After almost two years, News Corp.’s grand tablet-based experiment known as The Daily came crashing to a halt when it was announced that it’s closing shop on Dec. 15.
The post-mortem on the effort will point fingers in many directions. There’s a case to be made that The Daily’s failure is not so much of its own making but is actually an indictment of the notion of iPad publishing. In that case, you could say that the real culprit was Steve Jobs.
“The Daily was already the top downloaded news app in the app store, which leads to question the iPad-publishing model in general,” said Ian Schafer, CEO of Deep Focus. “If by being the No. 1 on the platform isn’t successful enough, maybe something on the platform needs to change. I’d argue Apple has as much to do with that as The Daily.”

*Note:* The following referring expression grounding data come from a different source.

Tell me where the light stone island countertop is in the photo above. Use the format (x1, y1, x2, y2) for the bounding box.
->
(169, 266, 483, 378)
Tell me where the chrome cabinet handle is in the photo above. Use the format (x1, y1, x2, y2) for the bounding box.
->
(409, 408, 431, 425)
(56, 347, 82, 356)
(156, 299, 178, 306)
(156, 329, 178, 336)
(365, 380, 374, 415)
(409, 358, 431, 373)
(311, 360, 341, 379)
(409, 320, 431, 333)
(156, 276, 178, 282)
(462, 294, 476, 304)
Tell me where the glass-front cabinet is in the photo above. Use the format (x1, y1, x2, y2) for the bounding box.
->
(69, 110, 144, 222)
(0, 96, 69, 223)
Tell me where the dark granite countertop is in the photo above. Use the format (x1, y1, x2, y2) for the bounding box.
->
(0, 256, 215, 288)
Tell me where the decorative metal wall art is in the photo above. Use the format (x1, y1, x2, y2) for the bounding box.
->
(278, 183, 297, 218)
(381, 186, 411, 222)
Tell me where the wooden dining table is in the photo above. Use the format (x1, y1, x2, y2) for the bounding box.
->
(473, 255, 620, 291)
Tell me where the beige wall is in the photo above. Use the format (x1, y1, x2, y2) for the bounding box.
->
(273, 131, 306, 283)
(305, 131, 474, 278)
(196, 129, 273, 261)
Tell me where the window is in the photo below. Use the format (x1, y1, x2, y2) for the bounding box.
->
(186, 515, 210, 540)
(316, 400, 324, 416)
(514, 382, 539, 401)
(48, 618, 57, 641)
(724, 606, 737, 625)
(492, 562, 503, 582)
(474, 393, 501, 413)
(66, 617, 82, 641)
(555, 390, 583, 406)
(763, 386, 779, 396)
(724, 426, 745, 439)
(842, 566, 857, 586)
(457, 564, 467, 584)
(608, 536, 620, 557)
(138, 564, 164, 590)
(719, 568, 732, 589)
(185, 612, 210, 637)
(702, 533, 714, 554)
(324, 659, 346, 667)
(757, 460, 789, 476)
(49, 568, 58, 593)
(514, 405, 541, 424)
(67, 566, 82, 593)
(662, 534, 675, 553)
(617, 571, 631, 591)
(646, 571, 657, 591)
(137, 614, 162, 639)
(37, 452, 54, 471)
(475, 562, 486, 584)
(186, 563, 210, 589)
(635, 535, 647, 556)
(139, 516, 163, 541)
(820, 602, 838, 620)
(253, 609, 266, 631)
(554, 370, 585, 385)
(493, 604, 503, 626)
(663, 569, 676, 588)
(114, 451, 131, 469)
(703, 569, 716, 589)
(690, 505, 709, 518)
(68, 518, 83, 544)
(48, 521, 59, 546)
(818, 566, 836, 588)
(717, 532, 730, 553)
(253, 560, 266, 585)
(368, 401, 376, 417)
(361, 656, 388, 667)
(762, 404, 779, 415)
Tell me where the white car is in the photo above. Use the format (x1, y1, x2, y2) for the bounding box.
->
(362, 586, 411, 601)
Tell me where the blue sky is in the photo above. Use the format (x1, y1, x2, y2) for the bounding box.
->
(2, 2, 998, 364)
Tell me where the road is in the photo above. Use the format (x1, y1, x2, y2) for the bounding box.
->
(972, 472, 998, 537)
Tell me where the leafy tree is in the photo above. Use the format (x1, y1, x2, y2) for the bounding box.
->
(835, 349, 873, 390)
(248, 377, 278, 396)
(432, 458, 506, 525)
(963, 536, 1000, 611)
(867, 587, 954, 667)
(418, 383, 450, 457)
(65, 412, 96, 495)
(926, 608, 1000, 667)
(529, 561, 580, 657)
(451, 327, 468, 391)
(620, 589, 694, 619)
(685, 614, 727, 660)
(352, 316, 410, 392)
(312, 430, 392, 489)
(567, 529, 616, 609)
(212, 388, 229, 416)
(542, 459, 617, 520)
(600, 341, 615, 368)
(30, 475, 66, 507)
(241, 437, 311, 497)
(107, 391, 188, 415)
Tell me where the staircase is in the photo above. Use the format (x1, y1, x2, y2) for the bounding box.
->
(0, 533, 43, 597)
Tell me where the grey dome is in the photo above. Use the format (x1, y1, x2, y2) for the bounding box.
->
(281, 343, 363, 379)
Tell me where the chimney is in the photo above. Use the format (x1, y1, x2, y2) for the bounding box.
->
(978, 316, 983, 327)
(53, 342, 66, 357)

That said, The Daily and News Corp. weren’t blameless in hastening its demise. At several turns, the publication made bad bets. Hindsight is, of course, 20/20, but it’s now clear these decisions were major factors in The Daily’s collapse after just 22 months.
The first error was in its business model. The idea was The Daily would thrive by coupling an ad model with a subscription base, something most publications ignored in the rush to the Web. The problem is that not enough people thought the product The Daily produced simply was that valuable. It lured people in with free subscriptions, only to lose them when it came time to actually pay $40 a year.
This big bet on subscriptions, tethering The Daily to Apple’s tablet platform, didn’t pay off. It not only didn’t pay off financially, but it revealed a fundamental business-design flaw. The Daily operated in a vacuum, cut off from the wider Web that doomed it to irrelevance.
“Fundamentally, the issue is The Daily wasn’t connected,” said Adam Lavelle, chief strategy officer at iCrossing. “It was literally a walled garden. It didn’t have a lot of connective tissue to the live Web. The value proposition was a little bit tenuous. News is sourced socially into experiences consumers find digestible. The Daily was a news factory that had a digital distribution platform, but it wasn’t connected. Once you were in The Daily, it wasn’t connected out to other things.”
This had a cascading effect. Operating on an island, stuck in a subscription straitjacket, The Daily simply couldn’t attract a large enough audience. It amassed just 100,000 readers, a pittance in the digital world. Its splashy launch had advertisers like Verizon, Virgin America and Pepsi. But advertising is about scale. Without it, there’s not much for even the best ad sales people to sell.
At the same time, The Daily had champagne taste on a beer budget. It had a staff of about 200, which is simply an untenable cost base for a publication creating such a tiny audience. It would have been better served to start small and grow, and temper expectations.
With such a small audience, The Daily could not compete on scale. It admirably took a less-is-more philosophy with its ads. Instead of cluttering up a page with the desktop riot of banner ads, it sold only full-page interactive interstitial. That’s a tough sell when your audience is so small. “Richness of an ad doesn’t make up for the fact that circulation isn’t high enough,” said Schafer.
In the end, it’s easy to say The Daily was doomed from the start. After all, many said just that. The hope is that the mistakes it made will at least provide a road map of the pitfalls for those to come in trying to figure out a modern publishing model for the post-desktop era.